Lionel Messi Advocates for Neymar's World Cup Inclusion
Lionel Messi doesn’t hesitate. For him, a World Cup without Neymar is simply incomplete.
Speaking on Lo del Pollo with Pollo Álvarez, the Argentina and Inter Miami CF star was clear: form, fitness, context — none of it changes what he thinks Brazil must do.
"We want the best players to be there [at the World Cup] and Neymar, no matter his form, will always be one of them," Messi said, stripping the debate down to its core. For Messi, the tournament’s showcase demands its purest entertainers.
He didn’t try to disguise his bias.
"It would be wonderful to see him at the World Cup because of what he means to Brazil and to football. I hope he can be there, but I can't be objective, because he always has to be there.
"I can't be objective. Neymar is a friend ... Obviously, I'd love for him to be at the World Cup, for good things to happen to him because he deserves it for the kind of person he is. And I hope he can be there."
This is not a distant, polite admiration. It’s rooted in a decade of shared dressing rooms and shared pressure. Messi, now 38, and Neymar, 34, forged their bond in four seasons together at Barça, then reunited for two more at Paris Saint-Germain. They left PSG in the same summer of 2023, their paths diverging but their relationship intact: Messi to MLS with Inter Miami, Neymar to Saudi Arabia with Al Hilal.
For Messi, the argument isn’t only about talent. It’s about presence.
"He has a very special charisma," Messi said. "He doesn't put on an act, he lives his life as it is, according to what he feels without worrying about the repercussions. He lives his life, he's happy, and he's very natural."
That charisma once lit up World Cups and Clásicos. Now it battles against time and a battered body.
Neymar returned to Santos a little more than a year ago, trying to rebuild both rhythm and confidence. The target is clear: a place with Brazil at what would be his fourth World Cup. The road has been anything but smooth.
He has not played for Brazil since October 2023. Injuries and inconsistent form have shut the national-team door for now, and that door has stayed closed under Carlo Ancelotti. Brazil’s all-time top scorer, with 79 goals, has been left out of every squad since the Italian took charge in June.
Still, even from the man who has been omitting him, there is no sense of finality. "He is capable of getting back to 100%," Ancelotti told L’Équipe last month, a line that keeps the possibility alive if Neymar’s body allows it.

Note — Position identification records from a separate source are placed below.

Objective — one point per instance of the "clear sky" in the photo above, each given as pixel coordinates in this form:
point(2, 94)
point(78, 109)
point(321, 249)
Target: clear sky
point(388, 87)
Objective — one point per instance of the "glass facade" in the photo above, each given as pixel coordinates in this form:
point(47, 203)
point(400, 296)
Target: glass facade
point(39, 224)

The body remains the great question. Neymar underwent minor surgery on his left knee on Dec. 22, then needed another procedure on the same knee in late March. Each operation pushes the comeback further down the road, each rehab cycle a race against the World Cup clock.
Messi, though, isn’t talking like a selector or a doctor. He’s talking like a teammate who has seen Neymar at full power and doesn’t want that version to disappear from the game’s biggest stage.
For Brazil, and for world football, the decision now hangs between medical reports, tactical plans and the memory of a player who once bent tournaments to his will.